The new probate rules and forms under the Wills, Estates and Succession Act (the “WESA”) are amended by OIC 132, 2014, approved on March 27, 2014 (after the earlier OIC 126 was deemed a nullity, due to a technical issue). Most amendments come into effect on March 30; the others are effective on March 31—the date on which the WESA and the new rules and forms take effect. The amendments appear here; they are generally housekeeping amendments.
CLEBC will update the probate forms (including the Word versions) to reflect these amendments on the online versions of both the WESA Transition Guide and the British Columbia Probate and Estate Administration Practice Manual. We hope to have the amended online forms available within the next week to 10 days. The online versions of these publications are included in the price of your subscription. If you have not already arranged your user name and password, call our customer service department at 604.893.2121, or toll-free at 1.800.663.0437.
We will also work to incorporate these amendments, and additional pending amendments to the WESA (described immediately below), into the WESA Transition Guide and the British Columbia Probate and Estate Administration Practice Manual, after the WESA amendments come into force. We expect only small updates of these publications will be needed to keep practitioners up to date.
Justice Statutes Amendment Act, 2014—WESA Amendments Now in Force
The Justice Statutes Amendment Act, 2014. S.B.C. 2014, c. 9, was introduced in the Legislature on March 4, 2014. The Act contains amendments for several provincial statutes, including the Wills, Estates and Succession Act (the “WESA”). Sections 50 to 70 of the Act, amending the WESA, came into force on April 9, 2014 (the date of Royal Assent), pursuant to s. 74 of the Act.
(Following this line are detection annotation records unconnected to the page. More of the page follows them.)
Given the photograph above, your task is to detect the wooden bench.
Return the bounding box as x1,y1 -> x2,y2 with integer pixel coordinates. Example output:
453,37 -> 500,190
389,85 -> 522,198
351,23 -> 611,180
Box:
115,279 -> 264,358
Most other provisions of the amending Act will come into force by regulation.
The Justice Statutes Amendment Act, 2014 was introduced into the legislature on March 4. The Act contains proposed amendments for several provincial statutes, including the Wills, Estates and Succession Act.
Read about the proposed amendments at https://www.newsroom.gov.bc.ca/2014/03/justice-statutes-bill-introduced.html, or see the electronic version of the Justice Statues Amenedment Act at http://www.leg.bc.ca/40th2nd/1st_read/gov14-1.htm
This clip discusses Estate Administration, focusing on how to go about getting a grant to deal with an estate under the WESA. It clarifies some provisions of Part 6 of the WESA, including the priority of administrators as set-up in the legislation. This is an excerpt from from CLEBC's CLE-TV program "WESA - A Discussion of the Important Changes." Register here for the full CLE-TV rebroadcast on January 28.
Fiona Hunter was a co-chair at the recent CLEBC conference, WESA and the New Rules: Is Your Estates Practice Ready? She highlights some of the most important aspects of the WESA and some key areas to be aware of.
The new Wills Estates and Succession Act is a consolidation of long standing succession laws. It also contains many new provisions which will take time to incorporate into a wills and estate practice, particularly where the courts will need to interpret the legislative intent.
There are too many important aspects to the WESA to summarize here, but here are some examples.
• For solicitors and litigators alike, an area of particular concern is the curative and rectification powers of the courts found in sections 57 and 59 of the WESA. These provisions must change the way we practice law in the area of wills and all current procedures in both the drafting and the proving of wills should be reviewed.
• For drafters, navigating the new survivorship provisions in Part 3, Division 2 will be a challenge in the short term. There will be new opportunities to assist clients with designation of trustees for benefit plans found in Part 5 of the WESA, but the devil will be in the details.
• For litigators, a careful review of section 4 (which deals with construction of instruments) and the time lines for wills variation claims (found in section 61) should be a priority.
Until a body of case law and custom develops, the Wills, Estates and Succession Act Transition Guide is an essential resource for anyone practicing in this area.